My co-worker ordered the Fish Tacos, $9, made from pecan-crusted Mahi Mahi and topped with jicama slaw, chipotle mayonnaise and salsa verde, all piled into two flour tortillas and served with black beans. This entrée won the beauty queen award of the afternoon, bright with greens, oranges, purples and browns, and tasted wonderful, to boot. And, we’re still talking about that salsa verde.

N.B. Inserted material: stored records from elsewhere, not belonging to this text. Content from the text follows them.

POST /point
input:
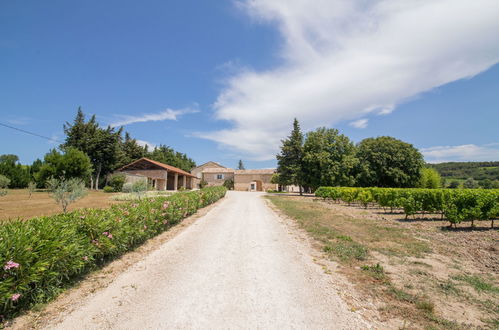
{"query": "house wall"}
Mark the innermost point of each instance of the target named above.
(197, 170)
(153, 174)
(242, 182)
(211, 178)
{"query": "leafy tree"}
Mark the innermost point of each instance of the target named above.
(387, 162)
(66, 191)
(289, 160)
(167, 155)
(470, 184)
(328, 159)
(429, 179)
(18, 174)
(72, 163)
(117, 181)
(4, 183)
(31, 188)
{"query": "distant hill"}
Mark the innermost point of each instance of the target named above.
(461, 171)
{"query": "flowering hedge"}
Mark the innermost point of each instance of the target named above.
(41, 256)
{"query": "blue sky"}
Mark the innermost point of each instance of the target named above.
(222, 80)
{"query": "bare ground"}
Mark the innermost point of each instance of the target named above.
(453, 274)
(237, 266)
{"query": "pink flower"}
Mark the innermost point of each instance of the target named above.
(10, 264)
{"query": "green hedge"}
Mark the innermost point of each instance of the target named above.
(41, 256)
(456, 205)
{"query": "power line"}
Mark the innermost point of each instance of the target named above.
(30, 133)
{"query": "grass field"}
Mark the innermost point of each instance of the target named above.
(416, 271)
(18, 204)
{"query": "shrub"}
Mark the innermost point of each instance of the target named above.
(42, 256)
(117, 181)
(65, 192)
(127, 187)
(4, 183)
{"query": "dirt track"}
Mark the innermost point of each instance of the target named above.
(236, 267)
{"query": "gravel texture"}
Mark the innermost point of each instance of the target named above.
(237, 267)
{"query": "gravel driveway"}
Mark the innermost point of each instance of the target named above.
(238, 267)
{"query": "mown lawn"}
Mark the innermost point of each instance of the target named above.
(18, 204)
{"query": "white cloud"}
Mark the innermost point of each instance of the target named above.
(344, 59)
(149, 145)
(463, 153)
(361, 123)
(168, 114)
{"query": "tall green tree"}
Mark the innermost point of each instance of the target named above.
(328, 159)
(19, 175)
(289, 160)
(430, 179)
(72, 163)
(387, 162)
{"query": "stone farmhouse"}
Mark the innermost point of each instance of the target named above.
(244, 180)
(159, 176)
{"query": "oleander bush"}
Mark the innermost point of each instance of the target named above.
(456, 205)
(41, 256)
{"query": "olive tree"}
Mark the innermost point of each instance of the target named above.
(66, 191)
(387, 162)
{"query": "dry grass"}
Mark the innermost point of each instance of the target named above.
(416, 271)
(18, 204)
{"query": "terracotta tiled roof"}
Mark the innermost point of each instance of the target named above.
(166, 167)
(218, 170)
(261, 171)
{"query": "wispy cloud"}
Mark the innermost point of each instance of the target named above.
(149, 145)
(168, 114)
(361, 123)
(465, 152)
(342, 60)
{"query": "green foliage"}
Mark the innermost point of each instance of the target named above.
(429, 179)
(42, 256)
(229, 184)
(31, 188)
(470, 184)
(117, 181)
(387, 162)
(73, 163)
(4, 183)
(289, 160)
(328, 159)
(457, 205)
(19, 175)
(66, 191)
(139, 188)
(202, 183)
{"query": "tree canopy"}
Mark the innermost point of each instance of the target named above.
(387, 162)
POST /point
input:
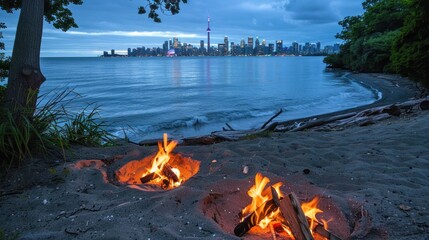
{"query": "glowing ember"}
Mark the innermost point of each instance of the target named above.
(160, 171)
(165, 169)
(259, 196)
(264, 210)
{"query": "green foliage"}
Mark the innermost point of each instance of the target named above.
(58, 13)
(4, 62)
(390, 36)
(410, 55)
(162, 6)
(52, 128)
(86, 128)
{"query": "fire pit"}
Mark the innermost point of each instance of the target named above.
(284, 215)
(164, 170)
(161, 171)
(273, 211)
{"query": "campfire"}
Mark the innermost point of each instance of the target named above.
(165, 169)
(283, 214)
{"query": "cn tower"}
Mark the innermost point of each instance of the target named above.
(208, 36)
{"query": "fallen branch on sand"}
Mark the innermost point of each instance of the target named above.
(230, 134)
(363, 118)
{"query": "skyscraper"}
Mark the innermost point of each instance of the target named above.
(226, 42)
(208, 36)
(279, 47)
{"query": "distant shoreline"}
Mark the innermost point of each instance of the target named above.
(393, 88)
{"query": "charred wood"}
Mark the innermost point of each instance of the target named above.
(168, 172)
(148, 177)
(253, 219)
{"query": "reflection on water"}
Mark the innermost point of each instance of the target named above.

The lunch menu at Lucky’s features a few items that could just as well be eaten for breakfast, including my choice for lunch, the Eggs Poblano, $8. Brioche was flash-fried and topped with flavorful marinated chicken breast, poached eggs and a perfectly tangy roasted poblano hollandaise. The dish, which could have stood another thought or two on presentation, was served with grilled pineapple.
While I opted for the flourless chocolate cake for dessert, my companions tried the sweet potato pie and coconut cake, all $7. The sweet potato pie, served Easy Bake Oven-sized and topped with a marshmallow merengue, was the best of the bunch.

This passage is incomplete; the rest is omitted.